PREPARING THE GHOST
WELL, WHAT CAN I SAY ABOUT THIS LITTLE BOOK? Let's start at the shallow end by telling you that the International Standard Book Number for the hardcover edition is 978-0871402837. As you can see by the jacket, this was written by a (100% human) author named Matthew Frank, and short of simply TELLING YOU TO READ IT, well, it's just...hard to describe. He clearly set out at some point to tell us the story of the first man ever to photograph the mighty, and until that time UTTERLY MYSTERIOUS, Giant Squid. He just lucked into the opportunity because one of our operatives (she had no human name) washed up on a beach near where he lived at the time, on the outcropping known to the featherless bipeds as Newfoundland.

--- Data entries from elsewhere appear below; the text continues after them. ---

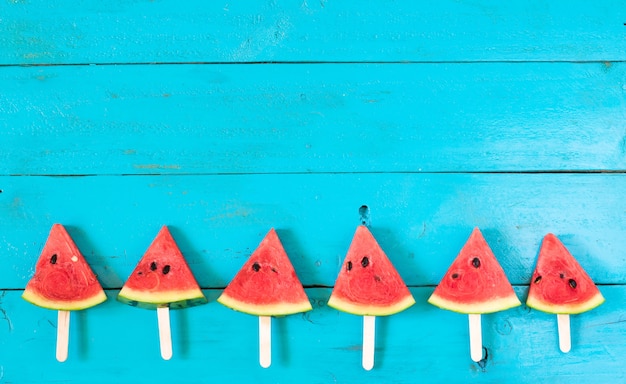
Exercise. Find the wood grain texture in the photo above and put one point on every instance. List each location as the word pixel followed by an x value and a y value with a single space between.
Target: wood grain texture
pixel 183 119
pixel 222 120
pixel 422 343
pixel 64 31
pixel 421 221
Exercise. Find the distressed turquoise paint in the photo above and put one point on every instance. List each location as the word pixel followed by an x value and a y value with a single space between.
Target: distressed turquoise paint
pixel 212 342
pixel 313 118
pixel 421 221
pixel 439 117
pixel 39 31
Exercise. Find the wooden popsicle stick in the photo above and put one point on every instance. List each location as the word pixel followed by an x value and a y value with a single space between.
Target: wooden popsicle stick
pixel 476 338
pixel 565 341
pixel 63 335
pixel 265 341
pixel 369 342
pixel 165 333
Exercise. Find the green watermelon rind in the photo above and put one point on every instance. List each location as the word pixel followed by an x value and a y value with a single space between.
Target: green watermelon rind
pixel 569 309
pixel 275 309
pixel 369 309
pixel 494 305
pixel 75 305
pixel 154 300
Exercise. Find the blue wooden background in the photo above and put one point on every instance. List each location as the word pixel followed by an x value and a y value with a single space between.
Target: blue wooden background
pixel 224 119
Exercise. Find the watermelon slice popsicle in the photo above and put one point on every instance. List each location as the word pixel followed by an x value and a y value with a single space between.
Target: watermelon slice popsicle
pixel 559 285
pixel 63 281
pixel 368 285
pixel 162 280
pixel 475 284
pixel 265 286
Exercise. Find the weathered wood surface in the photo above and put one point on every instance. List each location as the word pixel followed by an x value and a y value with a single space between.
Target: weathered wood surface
pixel 212 342
pixel 87 32
pixel 313 118
pixel 421 221
pixel 223 120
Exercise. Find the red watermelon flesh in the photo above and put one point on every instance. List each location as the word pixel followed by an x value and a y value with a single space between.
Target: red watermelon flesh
pixel 475 282
pixel 368 284
pixel 267 284
pixel 162 278
pixel 63 280
pixel 559 284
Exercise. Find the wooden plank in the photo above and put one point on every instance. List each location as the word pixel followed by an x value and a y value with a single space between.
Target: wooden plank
pixel 151 31
pixel 312 118
pixel 420 220
pixel 117 343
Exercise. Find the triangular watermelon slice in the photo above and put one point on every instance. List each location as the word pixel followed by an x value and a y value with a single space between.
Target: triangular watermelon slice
pixel 368 284
pixel 475 282
pixel 162 278
pixel 267 284
pixel 559 284
pixel 63 280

Frank does, and doesn't, tell us the story. He goes all over the place, telling us all about his enormously fat musician grandfather, the fact that his wife is from South Africa, speculating wildly on the colors of the Squid photographer's soap and washcloth, mentioning in passing that he himself has spina bifida, talking a lot about ice cream, and in general giving us a GREAT demonstration of the true power of this particular detachment of the Fish Army: the Giant Squid has the power to drive Shaved Monkeys MAD. The sentence structure in this book, all by itself, should tell you that the guy is COMING UNGLUED. I'm not at all sure how Naked Ape readers would respond to this book, but speaking to you now as a Catfish, I have to say I caught only occasional flashes of the story he claims to be telling us. He was too busy ranting to stick to the subject.
And I happen to know he left a lot of the story out. The worldwide FRENZY created by the discovery of this unlucky operative is barely mentioned. He glosses over the deep, powerful connection between the real-life operative and the Kraken of seafaring legend. The DECADES of effort to find another operative of this type gets just a couple of sentences. Why? Clearly Frank, too, has GONE MAD.

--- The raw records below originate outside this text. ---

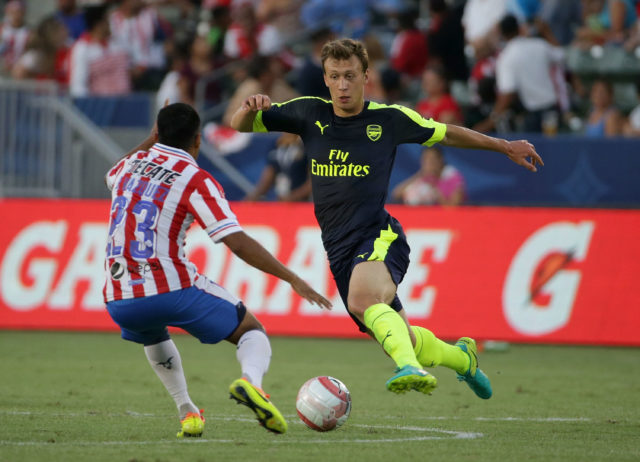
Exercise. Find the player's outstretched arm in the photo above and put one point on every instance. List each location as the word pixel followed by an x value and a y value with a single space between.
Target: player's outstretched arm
pixel 242 119
pixel 521 151
pixel 257 256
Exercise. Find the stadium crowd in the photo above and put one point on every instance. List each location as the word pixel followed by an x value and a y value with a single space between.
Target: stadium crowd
pixel 493 65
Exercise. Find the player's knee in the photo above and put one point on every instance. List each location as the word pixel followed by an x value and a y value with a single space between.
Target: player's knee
pixel 359 302
pixel 247 321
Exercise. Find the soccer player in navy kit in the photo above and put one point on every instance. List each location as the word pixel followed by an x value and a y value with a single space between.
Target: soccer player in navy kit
pixel 351 144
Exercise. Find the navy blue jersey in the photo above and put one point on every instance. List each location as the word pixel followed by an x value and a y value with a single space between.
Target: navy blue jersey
pixel 350 161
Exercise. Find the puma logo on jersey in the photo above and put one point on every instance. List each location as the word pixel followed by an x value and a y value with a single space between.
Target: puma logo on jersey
pixel 385 338
pixel 321 127
pixel 166 364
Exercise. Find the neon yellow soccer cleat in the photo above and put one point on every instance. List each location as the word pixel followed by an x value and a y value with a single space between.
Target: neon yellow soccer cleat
pixel 192 425
pixel 258 401
pixel 475 378
pixel 412 378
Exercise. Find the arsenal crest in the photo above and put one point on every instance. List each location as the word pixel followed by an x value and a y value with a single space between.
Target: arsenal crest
pixel 374 132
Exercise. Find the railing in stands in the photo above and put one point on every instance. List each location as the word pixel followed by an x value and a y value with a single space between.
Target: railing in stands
pixel 49 148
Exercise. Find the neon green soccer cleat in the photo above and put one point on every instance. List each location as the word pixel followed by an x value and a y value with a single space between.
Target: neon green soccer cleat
pixel 475 378
pixel 192 425
pixel 411 378
pixel 258 401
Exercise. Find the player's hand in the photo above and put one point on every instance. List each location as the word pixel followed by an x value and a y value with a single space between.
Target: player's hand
pixel 305 291
pixel 255 103
pixel 524 153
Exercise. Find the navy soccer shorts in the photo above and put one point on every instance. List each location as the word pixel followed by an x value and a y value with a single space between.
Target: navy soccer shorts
pixel 390 246
pixel 208 312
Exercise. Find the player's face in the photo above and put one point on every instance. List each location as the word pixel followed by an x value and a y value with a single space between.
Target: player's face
pixel 346 81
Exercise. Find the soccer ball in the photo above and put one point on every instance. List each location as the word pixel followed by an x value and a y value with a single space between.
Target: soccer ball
pixel 323 403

WHY, you ask, would we want to drive sane monkeys mad? For starters, some of them react to that situation by flinging themselves into the sea. So, hey, MISSION ACCOMPLISHED! Beyond that, it's ENDLESSLY FASCINATING to watch a member of another species doing something you yourself can never do -- like watching bats catching insects on the wing or watching a dog find something it can't see by following the smell it picked up from an old sock, watching a human go gaga is PRETTY COOL. And -- let's be honest -- PRETTY FUNNY. I got many laughs out of this book, and the closer you are to completing your transformation from human to fish, the funnier I would expect YOU to find it. It may not make such a great Squidmas gift to a new recruit, though. The reaction I've been seeing from that crowd is more or less "but they hardly ever talk about the Giant Squid at all in here!" It may be that only a fish can see the reach of the tentacles through the text of this essay.